VLAN allows different hosts to be a part of the same virtual LAN irrespective of their physical location. A group of hosts connected to the same switch can be partitioned into several VLANs, or a group of hosts connected to different switches can be combined into a single VLAN. VLAN technology is used in Carrier Ethernet networks, where a common transport network carries traffic of different customer VLANs by utilizing the concept of stacked VLANs. PacketCheck™ supports customizable VLAN stacks up to 3 levels with user configurable VLAN Type, ID, and Priority.

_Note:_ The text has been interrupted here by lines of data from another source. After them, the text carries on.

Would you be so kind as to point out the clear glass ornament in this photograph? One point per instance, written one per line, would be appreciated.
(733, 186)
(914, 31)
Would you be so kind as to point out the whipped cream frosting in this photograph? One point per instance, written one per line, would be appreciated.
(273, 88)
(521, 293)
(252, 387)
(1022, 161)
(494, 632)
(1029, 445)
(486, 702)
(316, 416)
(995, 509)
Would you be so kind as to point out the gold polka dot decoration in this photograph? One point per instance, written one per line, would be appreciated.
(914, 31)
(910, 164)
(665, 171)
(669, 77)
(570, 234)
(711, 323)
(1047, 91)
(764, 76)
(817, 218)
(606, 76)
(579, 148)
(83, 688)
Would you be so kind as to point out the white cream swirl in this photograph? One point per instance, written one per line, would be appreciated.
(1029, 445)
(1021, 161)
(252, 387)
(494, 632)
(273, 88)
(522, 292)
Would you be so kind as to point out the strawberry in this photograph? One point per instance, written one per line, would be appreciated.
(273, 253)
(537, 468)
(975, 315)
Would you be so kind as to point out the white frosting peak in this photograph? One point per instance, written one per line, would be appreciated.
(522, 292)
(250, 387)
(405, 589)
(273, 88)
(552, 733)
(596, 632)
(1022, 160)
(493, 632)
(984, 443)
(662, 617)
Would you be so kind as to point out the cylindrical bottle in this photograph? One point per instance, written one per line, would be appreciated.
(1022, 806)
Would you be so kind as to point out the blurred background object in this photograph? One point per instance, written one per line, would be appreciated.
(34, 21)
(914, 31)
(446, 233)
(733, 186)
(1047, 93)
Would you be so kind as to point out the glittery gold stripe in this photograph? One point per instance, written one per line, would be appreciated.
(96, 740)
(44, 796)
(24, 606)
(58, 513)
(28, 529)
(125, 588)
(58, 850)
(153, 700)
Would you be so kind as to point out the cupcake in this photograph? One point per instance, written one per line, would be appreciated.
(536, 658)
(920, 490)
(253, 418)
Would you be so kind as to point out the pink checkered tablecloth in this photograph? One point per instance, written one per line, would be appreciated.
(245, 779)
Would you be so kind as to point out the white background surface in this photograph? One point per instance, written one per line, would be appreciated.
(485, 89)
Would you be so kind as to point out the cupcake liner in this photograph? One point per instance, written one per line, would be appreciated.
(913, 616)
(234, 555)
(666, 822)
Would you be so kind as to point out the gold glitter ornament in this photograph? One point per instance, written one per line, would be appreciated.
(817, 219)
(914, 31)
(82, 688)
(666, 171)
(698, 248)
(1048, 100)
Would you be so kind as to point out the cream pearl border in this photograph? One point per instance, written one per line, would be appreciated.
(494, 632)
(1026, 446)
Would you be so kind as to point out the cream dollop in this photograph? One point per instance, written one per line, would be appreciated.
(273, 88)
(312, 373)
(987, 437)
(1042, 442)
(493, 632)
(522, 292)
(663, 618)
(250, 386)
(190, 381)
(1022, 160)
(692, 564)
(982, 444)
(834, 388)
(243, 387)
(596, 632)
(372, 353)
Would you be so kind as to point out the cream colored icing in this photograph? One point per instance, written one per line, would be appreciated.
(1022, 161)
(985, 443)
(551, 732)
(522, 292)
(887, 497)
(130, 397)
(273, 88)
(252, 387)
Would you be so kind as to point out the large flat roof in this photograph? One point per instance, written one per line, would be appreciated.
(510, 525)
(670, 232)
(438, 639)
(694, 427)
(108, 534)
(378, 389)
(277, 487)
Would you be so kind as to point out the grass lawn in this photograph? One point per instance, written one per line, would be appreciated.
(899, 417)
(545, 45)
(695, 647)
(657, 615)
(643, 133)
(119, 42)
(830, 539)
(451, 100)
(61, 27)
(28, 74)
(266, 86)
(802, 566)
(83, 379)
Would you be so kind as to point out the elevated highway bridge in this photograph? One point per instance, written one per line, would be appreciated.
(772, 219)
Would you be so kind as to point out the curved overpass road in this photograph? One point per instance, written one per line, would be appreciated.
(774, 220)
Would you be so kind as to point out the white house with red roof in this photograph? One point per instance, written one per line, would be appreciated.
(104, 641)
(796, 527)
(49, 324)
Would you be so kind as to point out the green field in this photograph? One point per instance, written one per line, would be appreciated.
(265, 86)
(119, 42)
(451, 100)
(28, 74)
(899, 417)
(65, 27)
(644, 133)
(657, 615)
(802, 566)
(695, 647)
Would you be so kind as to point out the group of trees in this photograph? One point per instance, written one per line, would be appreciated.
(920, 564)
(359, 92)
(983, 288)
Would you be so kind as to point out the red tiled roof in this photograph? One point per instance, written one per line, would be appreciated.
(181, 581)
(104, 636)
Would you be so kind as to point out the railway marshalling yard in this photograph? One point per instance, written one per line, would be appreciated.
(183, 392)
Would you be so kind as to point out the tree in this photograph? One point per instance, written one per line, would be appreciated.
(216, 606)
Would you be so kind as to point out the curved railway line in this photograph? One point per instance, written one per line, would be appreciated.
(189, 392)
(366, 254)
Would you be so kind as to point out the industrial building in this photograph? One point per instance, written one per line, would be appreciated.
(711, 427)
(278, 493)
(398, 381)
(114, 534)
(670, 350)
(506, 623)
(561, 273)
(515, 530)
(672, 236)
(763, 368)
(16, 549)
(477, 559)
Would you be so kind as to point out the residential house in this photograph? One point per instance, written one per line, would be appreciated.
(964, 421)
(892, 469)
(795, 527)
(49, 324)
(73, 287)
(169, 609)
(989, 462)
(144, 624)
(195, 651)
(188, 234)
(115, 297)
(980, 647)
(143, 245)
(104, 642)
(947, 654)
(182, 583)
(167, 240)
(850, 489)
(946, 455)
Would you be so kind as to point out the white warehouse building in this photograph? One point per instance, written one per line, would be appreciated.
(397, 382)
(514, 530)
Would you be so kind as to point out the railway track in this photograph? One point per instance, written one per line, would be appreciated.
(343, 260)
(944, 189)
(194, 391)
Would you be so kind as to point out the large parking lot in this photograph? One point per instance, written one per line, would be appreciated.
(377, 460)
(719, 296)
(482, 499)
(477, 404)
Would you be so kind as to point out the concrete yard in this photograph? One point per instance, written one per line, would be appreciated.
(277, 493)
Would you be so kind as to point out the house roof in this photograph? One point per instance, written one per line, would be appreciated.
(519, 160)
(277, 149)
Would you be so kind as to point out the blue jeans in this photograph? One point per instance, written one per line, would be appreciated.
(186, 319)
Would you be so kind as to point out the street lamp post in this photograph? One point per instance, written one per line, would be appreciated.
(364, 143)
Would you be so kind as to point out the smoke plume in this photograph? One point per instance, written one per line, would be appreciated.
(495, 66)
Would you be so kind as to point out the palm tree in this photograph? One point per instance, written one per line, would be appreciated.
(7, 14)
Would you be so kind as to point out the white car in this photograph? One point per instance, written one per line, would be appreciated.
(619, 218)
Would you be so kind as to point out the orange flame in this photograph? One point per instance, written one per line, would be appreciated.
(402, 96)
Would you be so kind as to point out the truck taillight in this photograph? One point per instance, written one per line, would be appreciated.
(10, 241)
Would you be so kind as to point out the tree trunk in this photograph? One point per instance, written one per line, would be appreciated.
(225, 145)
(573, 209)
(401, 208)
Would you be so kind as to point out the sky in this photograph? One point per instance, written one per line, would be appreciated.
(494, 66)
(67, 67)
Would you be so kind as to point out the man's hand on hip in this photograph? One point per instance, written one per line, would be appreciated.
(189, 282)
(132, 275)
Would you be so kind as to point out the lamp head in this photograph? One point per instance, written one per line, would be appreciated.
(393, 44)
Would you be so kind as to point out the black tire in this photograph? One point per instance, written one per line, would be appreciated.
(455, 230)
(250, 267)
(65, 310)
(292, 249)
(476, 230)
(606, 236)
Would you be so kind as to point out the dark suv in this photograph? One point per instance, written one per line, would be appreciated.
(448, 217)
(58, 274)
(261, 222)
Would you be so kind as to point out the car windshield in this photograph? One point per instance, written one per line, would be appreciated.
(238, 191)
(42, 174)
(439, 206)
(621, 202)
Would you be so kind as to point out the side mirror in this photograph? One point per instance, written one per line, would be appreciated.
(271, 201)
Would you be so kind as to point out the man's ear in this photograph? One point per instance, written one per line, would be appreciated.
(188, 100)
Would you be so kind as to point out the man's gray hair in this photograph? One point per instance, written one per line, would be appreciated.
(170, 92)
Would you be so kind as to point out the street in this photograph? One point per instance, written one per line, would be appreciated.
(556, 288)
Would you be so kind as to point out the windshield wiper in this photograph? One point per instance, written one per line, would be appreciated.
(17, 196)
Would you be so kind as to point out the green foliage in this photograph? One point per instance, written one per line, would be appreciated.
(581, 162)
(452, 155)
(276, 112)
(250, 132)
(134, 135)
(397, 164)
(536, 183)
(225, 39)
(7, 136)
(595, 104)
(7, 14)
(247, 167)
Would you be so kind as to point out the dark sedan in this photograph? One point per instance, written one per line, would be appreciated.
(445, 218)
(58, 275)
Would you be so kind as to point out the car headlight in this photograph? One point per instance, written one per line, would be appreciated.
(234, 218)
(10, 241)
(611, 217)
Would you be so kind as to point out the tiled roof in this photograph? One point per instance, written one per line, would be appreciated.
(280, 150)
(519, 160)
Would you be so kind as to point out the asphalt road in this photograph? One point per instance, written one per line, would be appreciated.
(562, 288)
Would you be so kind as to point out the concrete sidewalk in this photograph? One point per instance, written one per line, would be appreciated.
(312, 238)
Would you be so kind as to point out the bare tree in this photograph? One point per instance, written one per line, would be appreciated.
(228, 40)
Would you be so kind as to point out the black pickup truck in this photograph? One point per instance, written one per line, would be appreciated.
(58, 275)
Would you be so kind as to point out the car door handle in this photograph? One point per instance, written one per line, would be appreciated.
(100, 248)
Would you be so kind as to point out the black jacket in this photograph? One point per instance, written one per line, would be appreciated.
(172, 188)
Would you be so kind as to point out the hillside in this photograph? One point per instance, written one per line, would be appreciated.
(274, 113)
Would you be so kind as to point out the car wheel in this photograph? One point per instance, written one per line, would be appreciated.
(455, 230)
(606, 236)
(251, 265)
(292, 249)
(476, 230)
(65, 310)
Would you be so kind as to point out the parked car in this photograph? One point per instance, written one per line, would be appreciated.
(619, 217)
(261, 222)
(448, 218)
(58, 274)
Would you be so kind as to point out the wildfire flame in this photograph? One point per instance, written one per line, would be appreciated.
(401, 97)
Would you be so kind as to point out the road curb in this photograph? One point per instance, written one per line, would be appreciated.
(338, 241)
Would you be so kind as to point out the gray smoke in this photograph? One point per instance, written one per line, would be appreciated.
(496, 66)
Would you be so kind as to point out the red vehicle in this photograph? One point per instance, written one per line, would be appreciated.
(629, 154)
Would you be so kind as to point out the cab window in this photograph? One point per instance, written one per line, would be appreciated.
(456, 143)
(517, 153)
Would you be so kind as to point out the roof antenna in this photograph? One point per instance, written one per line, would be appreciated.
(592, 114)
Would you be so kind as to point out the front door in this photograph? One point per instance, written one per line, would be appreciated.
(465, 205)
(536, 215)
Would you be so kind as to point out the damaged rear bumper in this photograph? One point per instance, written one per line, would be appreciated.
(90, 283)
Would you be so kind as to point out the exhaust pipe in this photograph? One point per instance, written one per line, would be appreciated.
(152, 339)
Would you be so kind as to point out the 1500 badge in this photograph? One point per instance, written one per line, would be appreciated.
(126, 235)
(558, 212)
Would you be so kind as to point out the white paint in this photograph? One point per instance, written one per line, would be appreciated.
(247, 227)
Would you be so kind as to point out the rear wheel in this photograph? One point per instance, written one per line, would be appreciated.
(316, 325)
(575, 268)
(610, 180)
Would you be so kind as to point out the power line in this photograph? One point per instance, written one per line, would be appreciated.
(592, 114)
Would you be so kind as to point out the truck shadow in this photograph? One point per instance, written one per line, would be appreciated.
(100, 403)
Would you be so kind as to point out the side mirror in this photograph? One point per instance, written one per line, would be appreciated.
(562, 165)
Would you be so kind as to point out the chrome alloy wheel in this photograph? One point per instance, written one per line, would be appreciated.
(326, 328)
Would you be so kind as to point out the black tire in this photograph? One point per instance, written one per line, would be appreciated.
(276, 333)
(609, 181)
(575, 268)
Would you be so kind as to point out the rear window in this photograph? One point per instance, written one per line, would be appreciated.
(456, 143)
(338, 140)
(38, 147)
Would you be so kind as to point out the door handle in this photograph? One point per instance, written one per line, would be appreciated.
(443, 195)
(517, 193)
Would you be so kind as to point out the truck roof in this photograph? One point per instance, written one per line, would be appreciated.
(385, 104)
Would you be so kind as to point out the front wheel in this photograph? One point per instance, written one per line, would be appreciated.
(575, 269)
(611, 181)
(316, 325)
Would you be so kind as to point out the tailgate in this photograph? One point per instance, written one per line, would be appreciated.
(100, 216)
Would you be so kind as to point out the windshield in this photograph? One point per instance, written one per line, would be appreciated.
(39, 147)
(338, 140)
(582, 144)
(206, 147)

  • VLAN ID: a 12-bit field specifying the VLAN to which the frame belongs
  • VLAN Priority: a 3-bit field indicating the frame priority level from 0 (lowest) to 7 (highest), which is used to prioritize different classes of traffic (voice, video, data, etc)
  • VLAN Type Field: a 16-bit field indicating a newly inserted VLAN header's EtherType. The usual and widely recognized value for this is 0x8100. User can select from 5 different values - 0x8100, 0x88A8, 0x9100, 0x9200, 0x9300.
Layer2 Stack Vlan Framing Format

PacketCheck™ supports stacked MPLS layers up to 3 levels, customizable with headers like Label, CoS, TTL.

  • A 20-bit LABEL value
  • A 3-bit Traffic Class field for priority (CoS bits, also known as the EXP or experimental bits)
  • A 1-bit bottom of stack flag. If this is set, it signifies that the current label is the last in the stack.
  • An 8-bit TTL (time to live) field
MPLS Framing Format

Bit Error Rate Testing (BERT) 

True BERT on layer 1, layer 2, layer 2.5, layer 3, and layer 4 with various measurements - Bit Error Rate, Sync Loss Count, Bit Error Count, and more have been introduced. PacketCheck™ calculates Bit Error Rate for the PRBS pattern being received.

ARP Packets

Capability to generate/respond to ARP requests making it easy to work with Routers. ARP packets are sent to determine the MAC address of the destination.

Common Statistics

The application supports Common Statistics and these are stream independent at the NIC card level. These statistics are gathered before stream level statistics processing and these statistics helps user to check if the NIC card is receiving any traffic, and if receiving, if it is non-test traffic i.e. traffic not belonging to any of the configured streams.

Report Generation

Report generation supports both XML and PDF formats. Reports include information such as the Statistics, Configuration Information, NIC card details, Stream Statistics, Common Statistics, VLAN, MPLS, etc with customizable headers and footers. Users can include their comments and logo in the report. Users can also generate a periodic report for the selected stream while the test is running (in XML format). Users can specify the periodicity of the report per stream.

Stream Specific and Common Statistics

This feature provide per stream measurement of throughput, round trip delay (RTD), one way delay (OWD)- [within the same PC], total packets, packet loss, out of sequence frames, error frames, correct pattern frames, pattern sync status, bit error rate, sync loss count, error count etc.

OWD Stream Specific Statistics

Common statistics allow monitoring receiving traffic on the NIC by aggregating the measurements on all streams on the NIC. This is mainly helps user to know if any extra traffic is being received on the NIC.